New era begins for NZ medical education
The opening of the new Medical and Health Sciences complex at the University of Auckland signals the end of a massive four-year redevelopment and marks the beginning of a new era in New Zealand’s medical education and research.
The new campus, to be officially opened by Prime Minister John Key on the afternoon of Tuesday 3 July, represents a radical transformation of space.
Designed to support and advance the sophisticated teaching and research requirements of 2012, it also offers the flexibility to respond to changing demands in the future, and creates an environment that is attractive to the highest calibre of teachers, students and researchers from New Zealand and overseas.
“I think this is as good as you’d find anywhere in the world,” says Professor John Fraser, Dean of Medical and Health Sciences. ”We’ve fused a high quality teaching environment with a truly great research environment. Universities often achieve one or the other but seldom both.”
The new central atrium provides a vibrant heart for the campus, creating a large and airy space from which all others radiate, linking new and existing buildings, and bringing the faculty’s teaching and research even closer together.

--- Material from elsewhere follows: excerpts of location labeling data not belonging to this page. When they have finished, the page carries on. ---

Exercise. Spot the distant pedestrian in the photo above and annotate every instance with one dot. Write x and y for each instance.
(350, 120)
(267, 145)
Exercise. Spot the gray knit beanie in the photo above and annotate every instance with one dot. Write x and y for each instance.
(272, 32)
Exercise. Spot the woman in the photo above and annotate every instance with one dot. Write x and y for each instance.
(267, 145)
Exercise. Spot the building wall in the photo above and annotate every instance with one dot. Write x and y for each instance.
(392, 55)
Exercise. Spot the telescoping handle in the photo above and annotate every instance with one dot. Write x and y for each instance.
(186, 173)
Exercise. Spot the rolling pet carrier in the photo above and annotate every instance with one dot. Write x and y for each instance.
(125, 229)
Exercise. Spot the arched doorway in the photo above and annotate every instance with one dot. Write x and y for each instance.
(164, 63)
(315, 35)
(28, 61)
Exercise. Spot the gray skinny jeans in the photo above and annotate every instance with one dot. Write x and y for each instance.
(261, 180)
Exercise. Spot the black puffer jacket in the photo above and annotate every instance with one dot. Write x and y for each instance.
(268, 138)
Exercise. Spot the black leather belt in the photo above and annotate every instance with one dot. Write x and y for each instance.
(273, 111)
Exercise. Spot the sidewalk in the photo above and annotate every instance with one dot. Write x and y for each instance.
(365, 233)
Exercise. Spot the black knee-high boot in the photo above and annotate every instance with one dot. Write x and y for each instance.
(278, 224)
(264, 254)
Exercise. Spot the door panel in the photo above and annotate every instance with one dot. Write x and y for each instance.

More than 7,000 square metres of new learning and teaching spaces have been created, including two large new lecture theatres, seating 250 and 300, and a Clinical Skills Centre offering specialised facilities such as a model pharmacy and dissection suite.
Teaching takes place on the ground floor and basement levels, allowing easy movement between classes for the students. The modernised research laboratories are based on the upper floors, with each floor focused on a different theme, such as neuroscience, infection and immunity, and pharmacy and pharmacology.
This creates a very different research environment from traditional laboratories, which are generally divided into small rooms along silo/departmental lines.
Each research floor is designed in the same way, with large open-plan laboratories linked on either side to research support and writing spaces, a plan which fosters communications between researchers and helps build a vital and innovative research culture as well as allowing shared access to the top-of–the-line equipment.
Professor John Fraser says: “Multi-disciplinary work will sit at the heart of future research and innovation.”
After officially opening the complex between 2pm and 3.30pm, the Prime Minister will be taken on a tour of the new laboratories and will inspect the state-of-the-art equipment.
Guests will then have the opportunity to be taken on a similar tour.